Scared, he sat down back on his bed. Looking around him, there is nothing different. It is still the bed that he has 20 years ago. The same room that he has been living in for years now! He looked through the window. It was a nice sunny day, almost like yesterday. He laid his head back on the bed. He closed his eyes again hoping that something may change. Does he want this? Still can’t tell.

He opened his eyes again. It seems to be for real. Where is his wife? She must be in the kitchen fixing breakfast. Is she back to her youth too? What a lovely idea it would be, what if she is not? What if she is the same old woman of yesterday? How would she look at him now? A lot of questions popped into his head. She must have had seen him when she woke up. Maybe not! He needs to find out.

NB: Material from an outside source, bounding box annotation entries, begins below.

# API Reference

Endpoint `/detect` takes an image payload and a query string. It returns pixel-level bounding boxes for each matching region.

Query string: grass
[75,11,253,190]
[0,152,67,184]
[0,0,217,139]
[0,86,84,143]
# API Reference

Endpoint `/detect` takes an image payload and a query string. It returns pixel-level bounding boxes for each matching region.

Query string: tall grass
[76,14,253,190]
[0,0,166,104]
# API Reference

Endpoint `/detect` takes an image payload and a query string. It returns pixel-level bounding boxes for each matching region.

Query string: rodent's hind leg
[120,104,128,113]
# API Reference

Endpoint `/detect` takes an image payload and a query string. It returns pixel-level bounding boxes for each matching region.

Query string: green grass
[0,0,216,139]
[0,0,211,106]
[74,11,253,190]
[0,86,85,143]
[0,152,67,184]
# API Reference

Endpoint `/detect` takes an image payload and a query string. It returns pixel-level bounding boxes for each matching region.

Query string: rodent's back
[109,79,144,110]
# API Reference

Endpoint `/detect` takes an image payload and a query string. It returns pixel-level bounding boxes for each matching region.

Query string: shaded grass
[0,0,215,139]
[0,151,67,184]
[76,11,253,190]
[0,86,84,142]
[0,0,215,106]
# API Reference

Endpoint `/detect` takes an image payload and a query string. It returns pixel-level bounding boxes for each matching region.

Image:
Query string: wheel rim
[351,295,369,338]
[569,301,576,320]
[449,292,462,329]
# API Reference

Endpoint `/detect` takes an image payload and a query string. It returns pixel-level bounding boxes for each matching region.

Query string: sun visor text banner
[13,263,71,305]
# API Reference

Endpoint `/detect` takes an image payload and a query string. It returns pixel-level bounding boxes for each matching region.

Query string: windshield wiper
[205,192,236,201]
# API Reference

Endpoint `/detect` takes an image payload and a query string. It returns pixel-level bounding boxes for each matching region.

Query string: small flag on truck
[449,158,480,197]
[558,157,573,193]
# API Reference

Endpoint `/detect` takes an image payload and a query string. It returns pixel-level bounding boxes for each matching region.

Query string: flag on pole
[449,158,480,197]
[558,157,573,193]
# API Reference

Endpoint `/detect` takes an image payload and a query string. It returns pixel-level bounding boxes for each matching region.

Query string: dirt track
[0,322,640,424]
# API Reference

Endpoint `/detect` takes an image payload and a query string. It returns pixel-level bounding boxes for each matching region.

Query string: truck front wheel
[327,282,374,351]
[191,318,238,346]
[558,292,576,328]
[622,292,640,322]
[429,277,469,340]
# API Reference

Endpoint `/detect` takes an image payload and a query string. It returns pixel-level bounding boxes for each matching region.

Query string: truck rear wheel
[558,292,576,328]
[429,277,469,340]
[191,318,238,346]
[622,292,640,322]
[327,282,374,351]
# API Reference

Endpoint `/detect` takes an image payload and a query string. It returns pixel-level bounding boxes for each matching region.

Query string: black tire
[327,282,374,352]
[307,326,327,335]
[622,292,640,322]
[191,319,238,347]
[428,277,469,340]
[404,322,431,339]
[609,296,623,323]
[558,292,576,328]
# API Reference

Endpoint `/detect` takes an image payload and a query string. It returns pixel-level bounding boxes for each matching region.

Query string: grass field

Slowly, he opened the door of his room, making sure not to make any noise, he hears his wife in the kitchen, seems like she is doing the dishes. From the kitchen door, he glimpsed quickly at her, she had her back to him while standing there with her lovely white hair and bent back. He was relieved and disappointed at the same time. He still has his wife, who he slept in the same bed near her yesterday, but he lost himself, well, he gained his young one, but lost his yesterday’s old one. What does this mean? Is he still alive?

To be continued…


  1. you asked for a comment and here it goes , first of all the idea is OLD , i mean it’s been done before , 2nd , you need to start the short story with a line or two that can’t attracte the reader , i didn’t feel that , actully i barely could keep reading , However , the way you closed it up with the question “is he still alive ? ” that was great , it made me wounder , and that’s why am going right now to read page 2 , and i’ll comment on that one too


  2. Mohammad, Thanks for the comment 🙂I think that you will find something different with the idea of the story as you go on.And I will try to bear in mind to make a better start in the next short story I write. I am just glad I ended this section with a question. It obviously helped in keeping people wondering what’s going to happen next.Thanks again for the feedback.